複雑な対位法の駆使等して、まるで交響曲のような出来映えです。そして、演奏時間に約45分程度を要します。シェーンベルクの管弦楽曲としては、大作です。

管弦楽のための変奏曲は、彼が1926年から1928年にかけて作曲した管弦楽曲で、シェーンベルクの代名詞の12音技法を用いて書かれた最初の作品で、かなり大規模な作品となっています。

曲の解説やシェーンベルクについては、ネットや書籍で確認して下さい。

さて、今回聴いたのは、ピエール・ブーレーズとシカゴ交響楽団が、1991年頃に録音した演奏です。

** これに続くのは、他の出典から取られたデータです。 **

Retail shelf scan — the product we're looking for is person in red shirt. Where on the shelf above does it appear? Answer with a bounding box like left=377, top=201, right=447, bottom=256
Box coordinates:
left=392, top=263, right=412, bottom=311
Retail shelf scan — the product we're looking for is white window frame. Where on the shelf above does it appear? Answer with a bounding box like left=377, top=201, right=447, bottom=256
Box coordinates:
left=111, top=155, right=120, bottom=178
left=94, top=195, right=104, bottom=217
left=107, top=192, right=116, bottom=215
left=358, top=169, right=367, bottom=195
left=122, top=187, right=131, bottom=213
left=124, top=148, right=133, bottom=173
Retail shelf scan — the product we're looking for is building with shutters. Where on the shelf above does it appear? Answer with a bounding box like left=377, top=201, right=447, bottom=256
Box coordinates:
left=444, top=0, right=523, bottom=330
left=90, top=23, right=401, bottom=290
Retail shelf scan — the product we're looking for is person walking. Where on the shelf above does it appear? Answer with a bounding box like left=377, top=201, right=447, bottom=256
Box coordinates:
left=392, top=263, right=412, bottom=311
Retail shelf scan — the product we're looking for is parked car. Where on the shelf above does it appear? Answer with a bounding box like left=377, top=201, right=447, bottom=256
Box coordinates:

シェーンベルク等の現代風の音楽では、水を得た魚のようにブーレーズは、抜群の分析力と複雑な音符が錯綜するオーケストラを卓越した指揮によってシェーンベルクの魅力を手繰り寄せてくれます。『ペレアスとメリザンド』に物語性を求めるなら、実に面白く聴かせてくれるカラヤンとベルリン・フィルの演奏をお薦めします。

シェーンベルクの音楽を学究的に聴きたいなら、このブーレーズとシカゴ交響楽団の演奏をお薦めします。物語性を度外視して、シェーンベルクの複雑な対位法や現代音楽の何たるかを体験したい場合には、最適でありそのような観点で、聴きたい時は実に打って付けの演奏です。

ブーレーズの指揮の下で、完璧に反応するシカゴ交響楽団には感服します。
アメリカを代表する合奏能力、演奏技術とパワフル過ぎるくらいのダイナミックな持ち味をフルに稼働させた演奏は、ベルリン・フィルに匹敵するような演奏をしています。

管弦楽のための変奏曲、こちらはシェーンベルクが12音技法を駆使した曲ですが、曲の細部まで知り尽くしたブーレーズが切れ味の鋭く、明快な視点でシェーンベルクに切り込み12音技法の特徴、魅力を伝える指揮をしています。
シカゴ交響楽団もブーレーズの指揮に的確に順応し高い卓越した技術力を持って、この曲を魅力あるものとしています。
僕は、この曲に関してはカラヤンの演奏を凌駕していると勝手に悦に入っています(笑)。

最後に言えることは、見事で素晴らしいだと言うことです。